LeoOther limits worth flagging?

MayaThe usual size honesty — thirty-two billion is strong-for-its-class, not the absolute frontier, and the authors are clear this is a research platform, early results, "here's a testbed," not "we solved agentic coding." And the deepest open question is the one you swung at: how much of the win is the world-modeling versus the verifiable-environment RL on top. They handed everyone the checkpoints precisely so the field can answer it instead of taking their word.

LeoWhich is the most useful kind of paper, honestly. It ships the argument and the means to check the argument.

MayaThat's the artifact-over-trophy thing again.
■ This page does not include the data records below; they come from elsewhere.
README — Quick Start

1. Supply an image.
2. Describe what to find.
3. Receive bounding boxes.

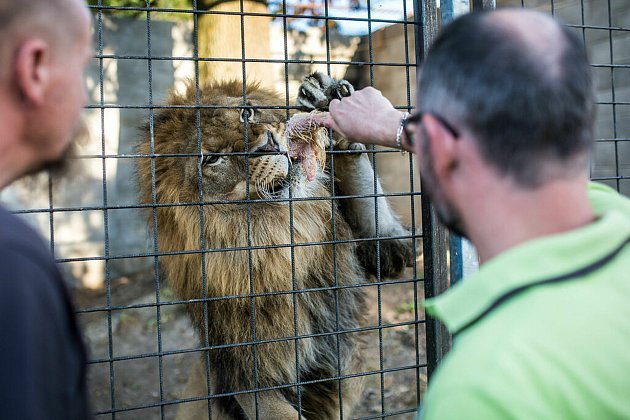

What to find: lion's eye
[203,155,224,166]
[240,108,255,123]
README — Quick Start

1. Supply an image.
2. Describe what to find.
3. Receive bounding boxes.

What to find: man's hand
[324,87,402,147]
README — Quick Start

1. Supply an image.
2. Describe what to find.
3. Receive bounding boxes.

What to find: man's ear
[422,113,459,179]
[15,38,51,106]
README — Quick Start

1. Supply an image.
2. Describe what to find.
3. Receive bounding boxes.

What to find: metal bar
[472,0,497,11]
[414,0,451,377]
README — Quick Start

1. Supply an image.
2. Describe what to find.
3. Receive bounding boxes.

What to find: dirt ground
[75,269,426,419]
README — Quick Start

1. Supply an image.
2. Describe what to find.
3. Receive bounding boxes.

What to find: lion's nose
[256,130,280,152]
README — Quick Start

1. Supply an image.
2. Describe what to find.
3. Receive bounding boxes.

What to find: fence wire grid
[1,0,630,419]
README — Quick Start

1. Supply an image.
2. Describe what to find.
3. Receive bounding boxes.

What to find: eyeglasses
[403,112,459,145]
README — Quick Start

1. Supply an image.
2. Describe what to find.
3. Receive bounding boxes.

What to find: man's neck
[466,178,595,264]
[0,94,32,190]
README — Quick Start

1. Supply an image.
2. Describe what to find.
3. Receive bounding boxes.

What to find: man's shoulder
[0,206,49,257]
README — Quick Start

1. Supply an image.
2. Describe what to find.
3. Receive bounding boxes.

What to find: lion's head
[138,81,322,210]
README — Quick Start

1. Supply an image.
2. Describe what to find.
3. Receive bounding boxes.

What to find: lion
[137,73,413,419]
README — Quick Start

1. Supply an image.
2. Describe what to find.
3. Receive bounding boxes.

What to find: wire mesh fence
[2,0,630,419]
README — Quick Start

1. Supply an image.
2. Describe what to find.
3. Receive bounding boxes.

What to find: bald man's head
[0,0,85,80]
[419,9,595,186]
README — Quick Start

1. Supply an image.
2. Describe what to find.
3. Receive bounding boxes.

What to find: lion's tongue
[289,143,318,182]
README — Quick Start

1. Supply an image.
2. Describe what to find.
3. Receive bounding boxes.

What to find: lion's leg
[236,390,305,420]
[334,154,413,277]
[341,358,365,420]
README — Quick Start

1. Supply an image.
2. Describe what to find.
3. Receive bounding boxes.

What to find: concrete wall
[497,0,630,195]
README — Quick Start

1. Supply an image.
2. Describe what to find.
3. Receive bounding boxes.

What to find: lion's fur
[137,78,410,418]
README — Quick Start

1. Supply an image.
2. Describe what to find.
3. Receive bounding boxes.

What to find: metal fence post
[414,0,451,377]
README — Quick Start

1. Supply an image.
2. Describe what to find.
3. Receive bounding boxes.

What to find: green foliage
[87,0,193,20]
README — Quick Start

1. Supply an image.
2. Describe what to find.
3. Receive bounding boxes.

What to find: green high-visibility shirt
[419,183,630,420]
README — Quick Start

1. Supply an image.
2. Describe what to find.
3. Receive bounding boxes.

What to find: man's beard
[22,118,89,188]
[420,126,468,238]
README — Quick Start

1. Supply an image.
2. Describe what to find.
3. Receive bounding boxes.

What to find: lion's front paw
[296,71,354,111]
[358,238,414,277]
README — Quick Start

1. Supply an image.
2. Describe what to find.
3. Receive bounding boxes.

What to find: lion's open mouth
[268,176,290,195]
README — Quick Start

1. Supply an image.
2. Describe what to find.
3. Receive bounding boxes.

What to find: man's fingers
[328,99,341,112]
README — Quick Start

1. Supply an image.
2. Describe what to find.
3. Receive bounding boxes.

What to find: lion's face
[145,84,321,208]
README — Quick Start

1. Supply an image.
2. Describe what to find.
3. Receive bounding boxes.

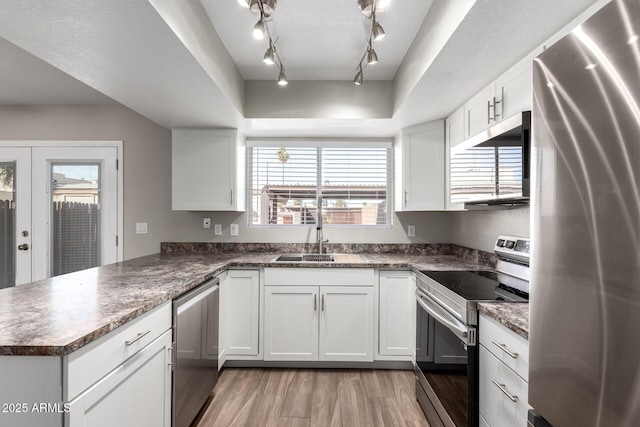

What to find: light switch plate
[136,222,147,234]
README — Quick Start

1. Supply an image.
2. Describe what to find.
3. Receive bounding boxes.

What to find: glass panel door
[0,162,16,289]
[49,163,101,276]
[0,147,31,289]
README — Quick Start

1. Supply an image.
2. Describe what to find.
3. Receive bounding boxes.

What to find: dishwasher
[172,279,220,427]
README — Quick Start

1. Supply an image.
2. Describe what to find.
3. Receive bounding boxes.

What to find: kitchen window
[247,140,393,227]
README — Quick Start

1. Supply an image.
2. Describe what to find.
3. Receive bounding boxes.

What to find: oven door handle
[416,291,469,343]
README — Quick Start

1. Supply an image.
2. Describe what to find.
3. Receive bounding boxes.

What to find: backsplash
[160,242,497,267]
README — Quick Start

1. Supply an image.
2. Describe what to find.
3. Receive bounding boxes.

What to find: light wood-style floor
[197,368,429,427]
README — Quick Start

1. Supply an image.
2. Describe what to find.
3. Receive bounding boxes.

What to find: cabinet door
[225,270,260,360]
[218,271,230,371]
[171,129,243,211]
[444,107,465,211]
[264,286,319,360]
[320,286,374,362]
[378,272,416,356]
[65,331,171,427]
[465,83,496,138]
[396,120,445,211]
[496,59,533,120]
[478,345,529,427]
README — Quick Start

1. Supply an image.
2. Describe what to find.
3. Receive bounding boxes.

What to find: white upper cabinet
[462,51,537,138]
[395,120,445,212]
[464,83,498,138]
[171,129,245,211]
[496,57,533,120]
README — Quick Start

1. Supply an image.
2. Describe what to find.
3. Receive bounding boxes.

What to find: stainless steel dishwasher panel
[172,279,220,427]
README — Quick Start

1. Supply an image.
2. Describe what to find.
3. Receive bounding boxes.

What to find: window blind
[247,143,392,226]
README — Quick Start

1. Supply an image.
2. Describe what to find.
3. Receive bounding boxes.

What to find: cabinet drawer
[479,314,529,382]
[64,301,171,400]
[264,268,374,286]
[478,345,529,427]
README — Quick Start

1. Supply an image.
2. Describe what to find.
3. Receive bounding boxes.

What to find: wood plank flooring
[196,368,429,427]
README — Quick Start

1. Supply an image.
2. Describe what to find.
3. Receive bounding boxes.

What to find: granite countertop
[478,302,529,340]
[0,252,490,356]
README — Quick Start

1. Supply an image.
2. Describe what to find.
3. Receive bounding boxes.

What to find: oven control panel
[493,236,531,264]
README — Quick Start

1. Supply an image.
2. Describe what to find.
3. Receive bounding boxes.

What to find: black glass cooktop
[421,271,529,301]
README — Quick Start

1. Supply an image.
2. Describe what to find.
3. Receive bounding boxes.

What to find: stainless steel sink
[274,254,335,262]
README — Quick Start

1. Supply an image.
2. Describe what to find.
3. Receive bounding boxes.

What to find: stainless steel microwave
[450,111,531,209]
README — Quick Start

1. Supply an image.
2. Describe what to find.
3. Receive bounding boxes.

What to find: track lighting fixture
[253,16,265,40]
[238,0,289,86]
[371,13,386,41]
[353,0,389,86]
[353,64,364,86]
[262,39,276,65]
[358,0,391,18]
[278,64,289,86]
[367,39,378,65]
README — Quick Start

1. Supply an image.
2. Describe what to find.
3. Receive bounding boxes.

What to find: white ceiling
[0,0,602,136]
[200,0,432,80]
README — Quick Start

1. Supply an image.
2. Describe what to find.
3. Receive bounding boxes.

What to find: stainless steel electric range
[415,236,530,427]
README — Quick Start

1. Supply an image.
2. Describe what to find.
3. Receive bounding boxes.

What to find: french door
[0,143,122,288]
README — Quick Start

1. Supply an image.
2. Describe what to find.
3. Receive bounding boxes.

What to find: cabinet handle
[491,379,518,403]
[493,96,504,118]
[487,100,491,125]
[124,329,151,347]
[491,340,518,359]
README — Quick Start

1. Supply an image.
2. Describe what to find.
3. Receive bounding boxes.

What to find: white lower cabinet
[264,269,375,362]
[220,270,261,360]
[264,286,319,360]
[63,302,172,427]
[478,314,530,427]
[319,286,374,362]
[378,271,416,357]
[65,331,171,427]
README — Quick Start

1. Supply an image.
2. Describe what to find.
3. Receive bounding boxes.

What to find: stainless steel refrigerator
[529,0,640,427]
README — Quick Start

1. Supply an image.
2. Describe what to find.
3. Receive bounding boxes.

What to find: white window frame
[245,137,395,229]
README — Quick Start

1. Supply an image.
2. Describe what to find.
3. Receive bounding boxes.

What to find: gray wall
[451,207,530,252]
[0,105,181,259]
[0,104,452,259]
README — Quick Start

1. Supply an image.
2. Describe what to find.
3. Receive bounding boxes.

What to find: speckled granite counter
[478,302,529,339]
[0,252,496,356]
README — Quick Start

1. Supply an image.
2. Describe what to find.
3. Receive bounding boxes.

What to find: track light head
[262,43,276,65]
[278,65,289,86]
[371,19,386,41]
[353,65,364,86]
[253,17,265,40]
[367,48,378,65]
[250,0,278,18]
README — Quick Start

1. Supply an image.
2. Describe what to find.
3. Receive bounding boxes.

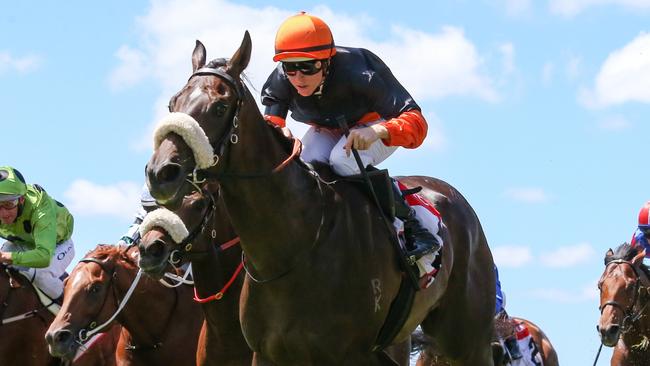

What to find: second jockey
[631,201,650,254]
[262,12,441,259]
[0,166,74,303]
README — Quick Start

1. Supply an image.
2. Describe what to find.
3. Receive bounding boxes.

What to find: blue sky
[0,0,650,365]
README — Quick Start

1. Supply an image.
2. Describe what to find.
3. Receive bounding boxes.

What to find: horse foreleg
[384,337,411,366]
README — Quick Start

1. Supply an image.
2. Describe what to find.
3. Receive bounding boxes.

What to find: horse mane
[605,242,650,278]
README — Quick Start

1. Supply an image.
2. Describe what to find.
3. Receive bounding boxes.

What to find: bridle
[0,264,46,326]
[180,67,302,187]
[598,259,648,333]
[77,247,178,351]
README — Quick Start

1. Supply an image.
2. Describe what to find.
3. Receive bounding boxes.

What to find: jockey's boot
[393,182,441,265]
[503,334,523,361]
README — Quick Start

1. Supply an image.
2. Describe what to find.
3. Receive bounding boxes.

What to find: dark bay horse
[46,245,203,366]
[416,317,560,366]
[147,32,495,366]
[0,265,115,366]
[140,182,409,365]
[139,182,253,366]
[598,243,650,366]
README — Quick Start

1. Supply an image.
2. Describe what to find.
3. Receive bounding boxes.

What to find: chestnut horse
[146,32,495,366]
[139,183,253,366]
[46,245,203,366]
[597,243,650,366]
[0,264,116,366]
[415,317,560,366]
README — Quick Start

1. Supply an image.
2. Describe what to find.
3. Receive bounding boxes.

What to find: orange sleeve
[382,109,428,149]
[264,115,287,128]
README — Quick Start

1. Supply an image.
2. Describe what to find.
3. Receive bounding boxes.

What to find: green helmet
[0,166,27,202]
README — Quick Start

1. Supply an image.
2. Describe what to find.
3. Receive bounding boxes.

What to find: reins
[0,264,46,326]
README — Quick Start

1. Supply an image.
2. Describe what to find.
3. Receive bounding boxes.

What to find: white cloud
[505,187,550,203]
[492,245,533,268]
[542,61,555,86]
[549,0,650,17]
[0,52,41,75]
[504,0,532,16]
[540,243,595,268]
[110,0,499,147]
[598,116,630,131]
[579,33,650,107]
[64,179,142,218]
[528,285,598,304]
[565,56,582,81]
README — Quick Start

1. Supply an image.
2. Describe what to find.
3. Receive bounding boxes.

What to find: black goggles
[282,60,323,76]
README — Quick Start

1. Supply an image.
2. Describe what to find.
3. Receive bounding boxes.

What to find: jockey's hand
[0,252,13,264]
[281,127,293,140]
[343,124,388,157]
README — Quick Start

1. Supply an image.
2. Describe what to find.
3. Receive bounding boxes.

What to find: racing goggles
[282,60,323,76]
[0,198,20,210]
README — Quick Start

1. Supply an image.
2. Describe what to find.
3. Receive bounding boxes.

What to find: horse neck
[220,94,325,267]
[113,261,178,344]
[0,270,40,318]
A closed model that scored the same would be a press release. Open checkpoints at every stage is a laboratory.

LeoLet me say the spine back. The lever is teaching a model what code does by training it on footage of code actually running. The payoff is a model that can simulate execution, which both helps it fix bugs and lets you inspect its reasoning. And the catch is the simulation can be wrong, and you can't yet cleanly prove the traces — not the RL — earned the benchmark.

MayaThat's it. And the line I'd leave you holding: a model that only reads code knows what a program is supposed to mean. A model with a world model knows what it's actually about to do. The gap between those two is where most bugs live.

LeoSo here's what I'm chewing on. If a model can predict what your code does without ever running it — accurately enough to fix bugs — what's the first thing you'd stop spending compute on, and what's the first thing you'd never trust it on?